Tirtzah Bassel

Artists are always bending the way that we see and interpret things by taking a simple object of our daily life and showing each of us the beauty that is behind it. For the artist, it is that connection with the subject and the material that creates a masterpiece that helps this vision come alive. Brooklyn based artist Tirtzah Bassel has been exploring drawing, painting and installations since her days back in school in Jerusalem and her journey to the United States in 2008. While working on her current installation, Tirtzah gave us the pleasure to talk about her journey and what it means to be an artist.

1) What or who inspired you to want to be an artist?
I remember my first experience with life drawing. It was the summer following my National Service, and my studies at Hebrew University still a couple months away, I decided to take a drawing class. The bulletin board at the Artist House in Jerusalem was covered with fliers for a range of art classes and one of them caught my eye. It had an image of an Old Master drawing and read ‘two instructors and a live model’. As I faced the model for the first time, struggling to control the unruly piece of charcoal, I felt an intense sensation of being fully alive. There was an immediacy and urgency to every mark, like the experience of seeing for the first time. I thought this is what I want to do.

2) What was your creative journey that has brought you to where you are in your career today?
Having grown up in an Orthodox family in Jerusalem, perhaps it is no surprise that in my initial training as an artist I gravitated towards the study of traditional techniques in art. However, I was curious to explore other approaches in my artistic practice. Following my studies I moved to Tel Aviv and became involved with the art scene there. My move to the United States in 2008 was marked by a desire to work in a multi cultural environment and to bring my painting into direct dialog with contemporary concerns. New York has been an incredible source of stimulation and inspiration with its endless stream of art and artists from all backgrounds and approaches. It is a place that continuously challenges me to question the way my art relates to the world, and to define the kind of dialog that I want to create with my work.

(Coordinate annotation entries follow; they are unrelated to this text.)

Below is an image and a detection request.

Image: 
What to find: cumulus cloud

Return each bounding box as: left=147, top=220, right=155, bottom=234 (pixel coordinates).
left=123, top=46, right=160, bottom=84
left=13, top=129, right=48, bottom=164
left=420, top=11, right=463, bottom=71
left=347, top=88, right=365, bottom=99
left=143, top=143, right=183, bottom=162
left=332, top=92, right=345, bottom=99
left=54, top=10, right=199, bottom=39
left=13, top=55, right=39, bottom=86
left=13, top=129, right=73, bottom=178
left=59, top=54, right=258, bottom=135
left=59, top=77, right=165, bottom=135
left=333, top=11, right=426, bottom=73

3) What do you need as an artist today?
Time and space to work, and an art community to grow with. By this I mean an ongoing connection to people who are invested in and tend to each other’s growth as artists and creative people. Creating and holding a space in which one feels listened to, challenged and supported in taking important risks in one’s work.

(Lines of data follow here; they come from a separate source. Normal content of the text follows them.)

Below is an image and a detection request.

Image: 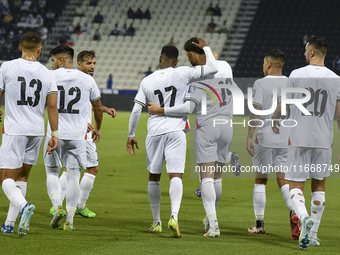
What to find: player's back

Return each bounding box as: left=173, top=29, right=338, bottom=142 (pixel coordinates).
left=253, top=75, right=290, bottom=148
left=49, top=68, right=100, bottom=140
left=186, top=60, right=236, bottom=126
left=139, top=67, right=190, bottom=136
left=0, top=58, right=57, bottom=136
left=287, top=65, right=340, bottom=148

4) What creative project are you working on now?
I am working on an installation of paintings titled TSA Chapel that explores the airport as a contemporary symbol of transience and transition. Using the traditional structure of a chapel, each painting in the installation evokes a gesture or movement typically found in an airport: waiting travelers absorbed in their smartphones, a passenger struggling with an unruly piece of luggage, the physical intimacy of a security pat down. A couple of years ago I was randomly selected for what turned out to be a particularly invasive body search at the airport in Beijing. I was struck by the gap between the intimate nature of the physical touch, and it’s utter banality within that context. I also realized that this moment of contact contains within it an entire constellation of relationship to power and space. It induced a whole series of questions: Who occupies this space? How does one maneuver within it? When does a gesture become a provocation, an act of discrimination, a sign of communication, a form of resistance? These questions form the basis of this body of work. The project will be premiering at the LABA Festival this month and I am looking forward to seeing the full dialog take place between the paintings, space and people.

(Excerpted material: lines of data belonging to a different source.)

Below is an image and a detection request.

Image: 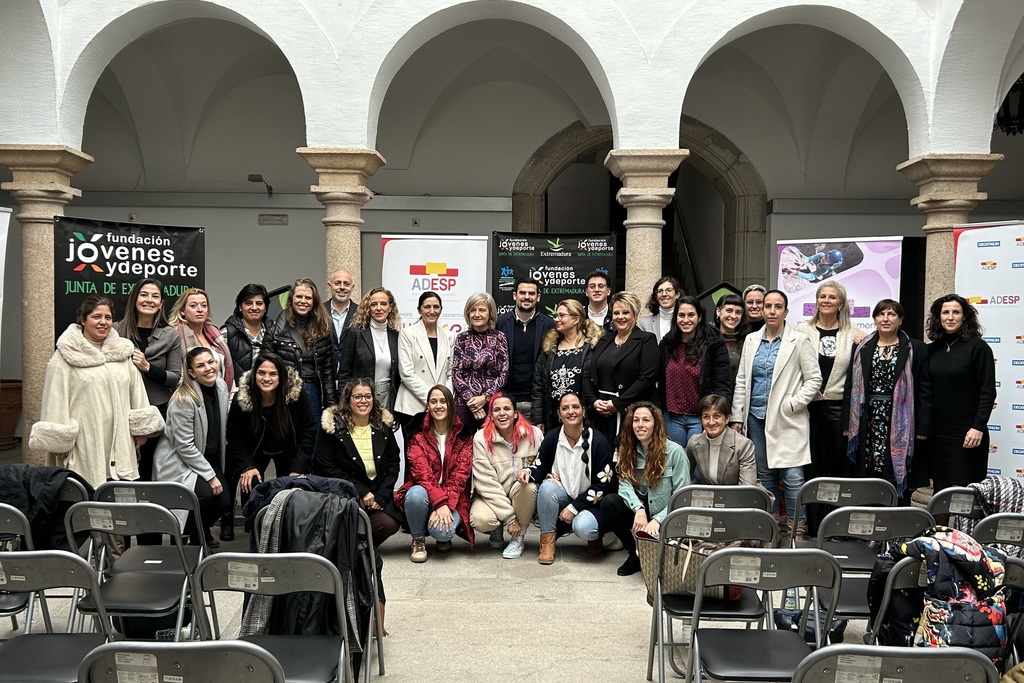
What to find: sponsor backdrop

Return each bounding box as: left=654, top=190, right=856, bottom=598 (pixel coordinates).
left=0, top=207, right=10, bottom=362
left=381, top=234, right=487, bottom=333
left=53, top=216, right=206, bottom=336
left=490, top=232, right=614, bottom=315
left=950, top=222, right=1024, bottom=478
left=776, top=238, right=903, bottom=333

5) Where do you see yourself and your career in 10 years?
I see myself continuing to develop projects that explore the reciprocal relationship between paintings and the space that they inhabit. Whether they be large-scale installations in museums and galleries, or intimately scaled pieces in unconventional spaces, they will continue to grow from a sustained practice of looking and a sensual engagement with
their surroundings.

6) What does it mean to you to be an Israeli artist?
For me, being an Israeli artist means working with a strong sense of urgency in face of an uncertain future. And the chutzpa to go out and do and to believe that it will make a difference in the world.

7) What does it mean to you to have an organization like AICF available in the art world?
The AICF website offers visibility and communication between Israeli artists and the art community. Perhaps beyond creating a sense of support and community among Israeli artists, the challenge here is to build a platform that facilitates real dialog between Israeli artists and the art world at large. To create encounters that go beyond stereotype or the need to represent, by reaching for a more honest, complex and rich exchange.